= England's difficulty is Ireland's opportunity =

"England's difficulty is Ireland's opportunity" (Nuair a bhíonn deacracht ag Sasana, bíonn deis ag Éirinn) is an Irish nationalist phrase which long served as a "rallying cry" for Irish people who desired political independence. It was popular across the political spectrum of Irish nationalism. In 1868, The London Review of Politics described it as "the meaning of Fenianism".

==Origin==
The phrase was first used by Daniel O'Connell, an Irish politician and campaigner for Catholic emancipation. Later, the phrase became associated with John Mitchel.

==Reactions==
On several occasions, Irish nationalists took advantage of crises in Britain to launch rebellions. However, for various reasons they were unable to take advantage of the Indian Rebellion of 1857. When the First World War broke out in 1914, it was perceived as an opportunity for a rising (which materialized in 1916). In the Emergency during World War II, some Irish republicans repurposed the phrase in advocacy of an alliance with Nazi Germany on the basis that it was at war with the United Kingdom. According to a 1998 article in Irish America, the motto "didn't always work successfully for the Irish".

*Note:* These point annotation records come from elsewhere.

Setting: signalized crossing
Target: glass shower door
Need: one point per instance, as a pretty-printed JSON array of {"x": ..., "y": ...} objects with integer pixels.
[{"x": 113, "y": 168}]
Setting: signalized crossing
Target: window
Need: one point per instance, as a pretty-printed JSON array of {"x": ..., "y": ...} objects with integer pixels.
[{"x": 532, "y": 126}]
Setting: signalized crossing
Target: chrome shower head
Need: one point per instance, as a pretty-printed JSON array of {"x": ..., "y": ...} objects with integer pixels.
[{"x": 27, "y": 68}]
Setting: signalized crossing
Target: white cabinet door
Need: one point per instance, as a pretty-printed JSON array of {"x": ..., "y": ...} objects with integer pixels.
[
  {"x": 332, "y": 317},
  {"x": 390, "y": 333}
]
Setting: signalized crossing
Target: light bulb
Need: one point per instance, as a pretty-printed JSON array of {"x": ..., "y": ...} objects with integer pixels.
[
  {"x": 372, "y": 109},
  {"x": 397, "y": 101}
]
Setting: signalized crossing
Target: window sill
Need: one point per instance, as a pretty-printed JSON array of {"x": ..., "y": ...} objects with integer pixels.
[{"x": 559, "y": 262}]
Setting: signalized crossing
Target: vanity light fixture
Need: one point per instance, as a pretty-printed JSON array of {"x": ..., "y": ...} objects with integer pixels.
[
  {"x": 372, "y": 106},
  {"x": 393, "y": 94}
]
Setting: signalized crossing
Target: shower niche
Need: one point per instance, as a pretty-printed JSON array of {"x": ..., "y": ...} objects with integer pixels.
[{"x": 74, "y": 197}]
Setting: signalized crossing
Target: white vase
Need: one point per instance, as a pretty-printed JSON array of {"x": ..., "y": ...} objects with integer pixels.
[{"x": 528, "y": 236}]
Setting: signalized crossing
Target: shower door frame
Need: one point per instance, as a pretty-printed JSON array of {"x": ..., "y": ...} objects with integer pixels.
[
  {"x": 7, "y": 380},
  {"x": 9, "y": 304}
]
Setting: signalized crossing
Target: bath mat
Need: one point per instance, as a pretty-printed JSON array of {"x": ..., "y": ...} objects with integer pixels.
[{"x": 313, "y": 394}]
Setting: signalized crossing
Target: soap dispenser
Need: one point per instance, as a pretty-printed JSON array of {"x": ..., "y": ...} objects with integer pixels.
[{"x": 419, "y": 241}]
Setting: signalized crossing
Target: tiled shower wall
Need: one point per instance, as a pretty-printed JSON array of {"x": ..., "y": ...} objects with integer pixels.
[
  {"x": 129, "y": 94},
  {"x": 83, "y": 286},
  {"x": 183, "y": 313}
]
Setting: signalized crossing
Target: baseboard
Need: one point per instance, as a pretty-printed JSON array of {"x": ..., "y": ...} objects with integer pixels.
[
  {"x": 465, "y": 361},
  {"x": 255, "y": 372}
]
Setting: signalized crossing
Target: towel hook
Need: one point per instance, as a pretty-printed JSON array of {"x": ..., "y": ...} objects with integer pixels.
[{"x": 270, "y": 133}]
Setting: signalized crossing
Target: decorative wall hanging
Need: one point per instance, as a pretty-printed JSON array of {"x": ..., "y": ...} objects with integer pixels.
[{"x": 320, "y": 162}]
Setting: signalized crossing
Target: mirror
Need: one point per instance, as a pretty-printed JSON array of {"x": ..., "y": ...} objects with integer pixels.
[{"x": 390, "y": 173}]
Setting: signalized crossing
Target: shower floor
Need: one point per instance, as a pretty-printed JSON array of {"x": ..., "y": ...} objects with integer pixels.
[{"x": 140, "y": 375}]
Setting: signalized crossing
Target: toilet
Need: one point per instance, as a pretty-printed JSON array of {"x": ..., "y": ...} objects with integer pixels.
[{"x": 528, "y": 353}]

Some Irish nationalists, including the Irish Republican Brotherhood, rejected the idea, believing that bloody conflict was more likely to draw attention to their cause and help them achieve their aims. O'Donovan Rossa complained that anyone who employed the phrase was a "fraud" and in practice used it as an excuse to do nothing while supposedly awaiting the 'difficulty', as they did not actually take advantage of the "opportunities" provided by England's difficulties when they later occurred. In a biography of James Stephens, Marta Ramón wrote that the unwritten coda of the motto was often "let's bide our time". Stephens, however, rejected that idea.

Although it was typically used in a hostile sense by those who perceived England's and Ireland's interests to be intrinsically opposed to one another, Sir Henry Christopher Grattan-Bellew proposed in an 1898 article in the New Ireland Review that the phrase be redefined in a "friendlier and more constitutional sense" to mean that Ireland could relieve England's difficulty for mutual benefit.

Seamus Heaney wrote a poem titled "England's Difficulty" which appeared in Stations, in which he asserted that during the Troubles, the opportunity resulting from England's difficulty was actually a source of trouble for many Irish people, who, akin to double agents, were torn between multiple loyalties.